Nintendo’s Wii U has been struggling to get off the block since it’s release last year. Various factors come into play as to why the innovative console hasn’t been doing as well as it should be. Let’s look at what caused this.
While gamers will know the difference between a Wii and a Wii U—and some won’t care—the casual gamer and parents who buy consoles for their children might have a hard time telling the Wii U from the Wii. Sure they look different, but the naming approach doesn’t help it much at all. A different name should’ve been used or even a prefix/superlative such as Super Wii.
One could say that the PlayStation and Xbox family of consoles stuck with similar names. This is true. The Nintendo did as well with the Nintendo, Super Nintendo, and Nintendo 64, but you could tell they are different—especially when some games for a console weren’t being sold anymore. The thing with PlayStation and Xbox is that their consoles are numbered. It’s a fact that two is more than one and three is more than one and two—although not one and two together. The thing is the consoles were named in sequential order of their appearance, just like movie sequels.
The Wii U honestly could’ve been just another version of the Wii from name alone. Customer confusion has gone so far that Nintendo actually put out a poster to tell customers the difference.
The poster could be seen as insulting in the way. Even though your casual customer might not notice the difference between the Wii and Wii U, it could be looked at kind of like saying “We’re putting this here because you’re obviously too stupid to tell the difference between a console released in 2005 and one released in 2012. There’s colors and everything to help you along, Horton.”
Lack of Games
This year will see plenty of games flooding in, but at launch that wasn’t so much the case. It was almost like the Nintendo 3DS’ release except the Wii U was priced perfectly. It is totally affordable and comes in two sizes for whatever you might need. The Nintendo 3DS suffered out the gates because there weren’t many good titles worth buying the handheld for on launch—even though I got it anyway—and it was priced beyond what it should’ve been at launch considering what was available.
The advertising is pretty much lax. Mostly hardcore Nintendo fans, loyalist, and curious gamers who follow developments would keep track of the Wii U and what’s going on with it. The Wii was pushed heavily and with that price—compared to the Xbox 360 and the PS3 which squandered its lead for the most part by pricing itself too highly—and sold like hotcakes. Nintendo really need to take that same approach or even the approach that moved Gameboys, Nintendo DSes, the Nintendo, and Super Nintendo off shelves.
The Cold Shoulder
While there is plenty of support for the Wii U, there is still this thing of the Wii U being a next generation console, but not being included with the PS4 and Xbox 720. It’s like the Wii U is in the role of Dreamcast where it’s a generation ahead, but definitely part of that generation it debuted in.

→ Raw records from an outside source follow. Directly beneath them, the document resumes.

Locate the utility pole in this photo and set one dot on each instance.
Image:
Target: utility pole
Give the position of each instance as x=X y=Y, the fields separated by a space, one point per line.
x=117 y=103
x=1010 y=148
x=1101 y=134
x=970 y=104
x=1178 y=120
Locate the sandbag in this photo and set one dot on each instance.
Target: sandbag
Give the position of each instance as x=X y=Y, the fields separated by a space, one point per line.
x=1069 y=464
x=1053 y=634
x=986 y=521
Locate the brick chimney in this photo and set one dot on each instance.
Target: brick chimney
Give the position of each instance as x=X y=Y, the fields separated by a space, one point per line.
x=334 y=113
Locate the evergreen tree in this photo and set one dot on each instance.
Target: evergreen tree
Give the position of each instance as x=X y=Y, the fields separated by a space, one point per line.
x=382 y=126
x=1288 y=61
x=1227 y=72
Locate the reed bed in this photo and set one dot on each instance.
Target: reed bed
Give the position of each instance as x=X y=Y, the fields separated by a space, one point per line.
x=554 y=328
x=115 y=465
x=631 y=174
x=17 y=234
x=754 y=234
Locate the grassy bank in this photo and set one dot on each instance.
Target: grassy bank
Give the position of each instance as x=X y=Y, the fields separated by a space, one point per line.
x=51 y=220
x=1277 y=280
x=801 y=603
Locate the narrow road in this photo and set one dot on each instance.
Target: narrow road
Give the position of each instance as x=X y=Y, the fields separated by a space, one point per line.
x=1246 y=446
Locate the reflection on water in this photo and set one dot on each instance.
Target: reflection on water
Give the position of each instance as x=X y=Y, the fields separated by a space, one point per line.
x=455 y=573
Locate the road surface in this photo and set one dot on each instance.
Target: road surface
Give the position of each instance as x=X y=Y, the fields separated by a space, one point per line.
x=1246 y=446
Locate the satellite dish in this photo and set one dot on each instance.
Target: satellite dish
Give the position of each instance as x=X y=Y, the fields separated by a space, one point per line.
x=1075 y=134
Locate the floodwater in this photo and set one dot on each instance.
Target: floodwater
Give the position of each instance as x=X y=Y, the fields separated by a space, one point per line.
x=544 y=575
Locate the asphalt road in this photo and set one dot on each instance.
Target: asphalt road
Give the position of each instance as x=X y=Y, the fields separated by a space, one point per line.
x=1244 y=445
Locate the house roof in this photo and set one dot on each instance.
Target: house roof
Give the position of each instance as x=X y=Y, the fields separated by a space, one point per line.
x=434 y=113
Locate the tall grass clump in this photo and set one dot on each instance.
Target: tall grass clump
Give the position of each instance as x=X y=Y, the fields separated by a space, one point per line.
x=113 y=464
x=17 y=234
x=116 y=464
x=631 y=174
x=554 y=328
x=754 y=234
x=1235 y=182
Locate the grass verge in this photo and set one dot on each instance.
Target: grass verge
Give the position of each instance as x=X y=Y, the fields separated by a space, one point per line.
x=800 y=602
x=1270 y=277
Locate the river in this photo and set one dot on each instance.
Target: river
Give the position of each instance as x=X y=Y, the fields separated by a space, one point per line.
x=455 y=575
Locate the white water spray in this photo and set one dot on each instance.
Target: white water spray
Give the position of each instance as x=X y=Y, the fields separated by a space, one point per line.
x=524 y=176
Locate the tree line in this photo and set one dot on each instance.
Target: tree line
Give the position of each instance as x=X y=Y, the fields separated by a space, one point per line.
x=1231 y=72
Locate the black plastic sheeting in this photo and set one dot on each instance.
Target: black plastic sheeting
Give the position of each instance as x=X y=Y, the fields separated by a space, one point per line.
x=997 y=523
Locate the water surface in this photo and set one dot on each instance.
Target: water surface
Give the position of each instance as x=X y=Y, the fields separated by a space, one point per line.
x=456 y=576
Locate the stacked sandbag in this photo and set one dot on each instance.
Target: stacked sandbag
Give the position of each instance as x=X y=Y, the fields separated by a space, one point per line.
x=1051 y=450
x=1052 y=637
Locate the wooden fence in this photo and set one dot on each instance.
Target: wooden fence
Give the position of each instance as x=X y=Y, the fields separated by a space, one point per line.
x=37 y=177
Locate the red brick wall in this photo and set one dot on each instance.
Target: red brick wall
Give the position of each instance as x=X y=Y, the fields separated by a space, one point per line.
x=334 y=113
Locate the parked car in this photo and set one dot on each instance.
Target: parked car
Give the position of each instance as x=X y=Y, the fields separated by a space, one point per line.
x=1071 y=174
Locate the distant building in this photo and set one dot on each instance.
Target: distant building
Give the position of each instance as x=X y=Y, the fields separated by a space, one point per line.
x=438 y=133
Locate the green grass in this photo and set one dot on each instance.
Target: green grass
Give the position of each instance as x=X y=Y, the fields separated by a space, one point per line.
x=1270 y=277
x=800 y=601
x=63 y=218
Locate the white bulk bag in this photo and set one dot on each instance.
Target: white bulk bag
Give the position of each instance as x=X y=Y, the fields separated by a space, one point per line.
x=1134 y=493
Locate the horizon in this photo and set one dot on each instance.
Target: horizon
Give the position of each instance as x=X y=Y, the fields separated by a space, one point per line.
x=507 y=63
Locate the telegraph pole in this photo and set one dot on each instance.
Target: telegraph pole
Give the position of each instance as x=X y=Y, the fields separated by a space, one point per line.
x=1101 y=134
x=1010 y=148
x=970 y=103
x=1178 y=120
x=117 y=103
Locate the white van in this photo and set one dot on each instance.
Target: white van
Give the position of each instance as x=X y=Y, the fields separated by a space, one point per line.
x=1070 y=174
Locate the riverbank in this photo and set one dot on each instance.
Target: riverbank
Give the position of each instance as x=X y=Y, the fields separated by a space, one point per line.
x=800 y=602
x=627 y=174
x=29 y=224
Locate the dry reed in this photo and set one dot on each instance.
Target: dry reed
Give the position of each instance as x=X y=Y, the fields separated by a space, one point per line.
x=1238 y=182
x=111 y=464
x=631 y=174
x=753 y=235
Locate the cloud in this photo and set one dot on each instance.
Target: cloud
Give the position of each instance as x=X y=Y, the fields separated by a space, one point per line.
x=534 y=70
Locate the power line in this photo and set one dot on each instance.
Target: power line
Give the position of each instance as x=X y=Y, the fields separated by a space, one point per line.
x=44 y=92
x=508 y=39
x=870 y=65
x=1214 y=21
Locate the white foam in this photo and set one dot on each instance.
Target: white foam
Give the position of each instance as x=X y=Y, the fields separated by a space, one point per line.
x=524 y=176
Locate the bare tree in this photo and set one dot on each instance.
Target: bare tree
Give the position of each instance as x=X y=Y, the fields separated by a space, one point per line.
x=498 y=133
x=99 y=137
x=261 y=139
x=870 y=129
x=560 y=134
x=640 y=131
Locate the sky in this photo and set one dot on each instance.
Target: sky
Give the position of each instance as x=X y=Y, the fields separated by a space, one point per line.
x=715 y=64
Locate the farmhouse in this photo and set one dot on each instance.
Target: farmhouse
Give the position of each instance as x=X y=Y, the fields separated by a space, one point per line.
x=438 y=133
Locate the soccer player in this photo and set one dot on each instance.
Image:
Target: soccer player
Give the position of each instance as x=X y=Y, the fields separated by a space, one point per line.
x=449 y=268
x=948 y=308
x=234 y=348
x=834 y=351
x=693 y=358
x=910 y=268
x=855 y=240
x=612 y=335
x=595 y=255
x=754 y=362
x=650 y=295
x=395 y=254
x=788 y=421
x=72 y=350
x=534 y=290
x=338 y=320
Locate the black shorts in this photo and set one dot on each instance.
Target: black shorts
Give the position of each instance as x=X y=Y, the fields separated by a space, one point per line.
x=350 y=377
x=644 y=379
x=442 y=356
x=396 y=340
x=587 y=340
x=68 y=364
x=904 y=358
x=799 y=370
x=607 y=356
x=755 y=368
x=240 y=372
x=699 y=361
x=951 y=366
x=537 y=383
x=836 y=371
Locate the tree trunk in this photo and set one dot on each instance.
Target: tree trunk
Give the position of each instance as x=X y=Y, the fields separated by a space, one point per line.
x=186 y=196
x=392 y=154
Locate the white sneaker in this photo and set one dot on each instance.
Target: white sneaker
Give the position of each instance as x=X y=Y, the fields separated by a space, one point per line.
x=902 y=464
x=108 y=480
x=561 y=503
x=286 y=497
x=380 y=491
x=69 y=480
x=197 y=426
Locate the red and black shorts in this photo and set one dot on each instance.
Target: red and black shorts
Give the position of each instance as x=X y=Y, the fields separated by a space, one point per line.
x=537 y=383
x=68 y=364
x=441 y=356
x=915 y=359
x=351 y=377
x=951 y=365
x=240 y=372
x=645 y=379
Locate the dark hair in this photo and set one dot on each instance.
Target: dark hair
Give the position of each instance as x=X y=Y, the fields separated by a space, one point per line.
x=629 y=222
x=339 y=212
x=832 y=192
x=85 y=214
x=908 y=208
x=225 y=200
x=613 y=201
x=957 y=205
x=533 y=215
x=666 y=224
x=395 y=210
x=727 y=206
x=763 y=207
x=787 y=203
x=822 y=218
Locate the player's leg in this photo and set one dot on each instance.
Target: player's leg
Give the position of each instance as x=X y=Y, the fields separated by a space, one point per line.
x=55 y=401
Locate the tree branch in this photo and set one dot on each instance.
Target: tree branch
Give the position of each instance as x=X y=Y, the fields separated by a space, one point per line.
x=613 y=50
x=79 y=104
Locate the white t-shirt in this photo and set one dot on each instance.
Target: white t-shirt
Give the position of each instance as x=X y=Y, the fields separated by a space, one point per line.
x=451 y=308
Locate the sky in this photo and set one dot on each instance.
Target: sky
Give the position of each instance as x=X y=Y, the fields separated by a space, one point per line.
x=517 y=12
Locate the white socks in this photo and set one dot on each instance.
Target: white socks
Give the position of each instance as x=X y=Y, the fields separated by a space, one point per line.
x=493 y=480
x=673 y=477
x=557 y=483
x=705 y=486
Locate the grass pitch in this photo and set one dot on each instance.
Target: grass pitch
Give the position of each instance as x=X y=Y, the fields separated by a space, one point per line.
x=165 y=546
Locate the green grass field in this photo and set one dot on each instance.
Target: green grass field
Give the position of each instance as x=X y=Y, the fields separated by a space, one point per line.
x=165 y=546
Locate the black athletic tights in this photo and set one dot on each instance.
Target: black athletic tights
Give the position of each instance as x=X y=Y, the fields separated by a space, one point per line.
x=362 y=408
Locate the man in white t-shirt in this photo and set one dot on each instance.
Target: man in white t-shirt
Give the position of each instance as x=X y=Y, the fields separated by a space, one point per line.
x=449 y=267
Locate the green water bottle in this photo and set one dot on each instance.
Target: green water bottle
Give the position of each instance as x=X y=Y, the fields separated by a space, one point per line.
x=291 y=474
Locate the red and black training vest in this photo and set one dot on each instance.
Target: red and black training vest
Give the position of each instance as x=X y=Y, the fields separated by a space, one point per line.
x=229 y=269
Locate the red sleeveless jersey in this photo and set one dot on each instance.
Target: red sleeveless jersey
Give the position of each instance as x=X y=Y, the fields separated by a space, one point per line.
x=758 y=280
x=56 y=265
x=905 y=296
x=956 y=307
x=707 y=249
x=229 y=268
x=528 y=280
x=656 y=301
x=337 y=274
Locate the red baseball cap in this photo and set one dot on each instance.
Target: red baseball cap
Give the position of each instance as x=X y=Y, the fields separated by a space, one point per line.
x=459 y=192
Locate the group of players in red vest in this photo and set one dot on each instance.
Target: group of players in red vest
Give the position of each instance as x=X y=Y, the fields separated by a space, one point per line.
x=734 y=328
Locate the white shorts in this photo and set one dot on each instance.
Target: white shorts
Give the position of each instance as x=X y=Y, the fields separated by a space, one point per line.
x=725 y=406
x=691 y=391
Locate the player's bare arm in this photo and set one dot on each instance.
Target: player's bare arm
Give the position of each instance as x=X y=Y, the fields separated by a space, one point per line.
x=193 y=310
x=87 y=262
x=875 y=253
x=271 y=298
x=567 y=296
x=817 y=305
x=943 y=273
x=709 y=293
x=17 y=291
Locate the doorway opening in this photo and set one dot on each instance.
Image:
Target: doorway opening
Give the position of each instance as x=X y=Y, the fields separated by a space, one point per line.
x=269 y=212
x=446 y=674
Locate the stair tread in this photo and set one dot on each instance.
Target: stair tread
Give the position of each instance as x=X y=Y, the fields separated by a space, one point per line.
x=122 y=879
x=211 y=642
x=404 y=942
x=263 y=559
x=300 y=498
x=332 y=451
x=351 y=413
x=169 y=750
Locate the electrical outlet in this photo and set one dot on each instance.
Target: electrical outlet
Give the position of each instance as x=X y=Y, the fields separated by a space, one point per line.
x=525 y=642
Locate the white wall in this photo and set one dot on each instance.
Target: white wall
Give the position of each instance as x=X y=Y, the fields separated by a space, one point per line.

The Wii U is a next generation console, but is being nestled in the generation with PS3, Xbox 360, and yes the Wii.
It’s not too late for the Wii U to improve ad actually sell some consoles. It just needs big titles to be released. It recently saw a sales spike in the UK and should improve in the coming months with more games being released and announcements at E3. Also expect a bit of a spike if it’s confirmed for sure that the PS4 or Xbox 720 will be blocking used games. Sure people will buy the PS4 and Xbox 720, but no one wants to be stuck with a game when they’re finished or if it’s lousy unless they’re a collector.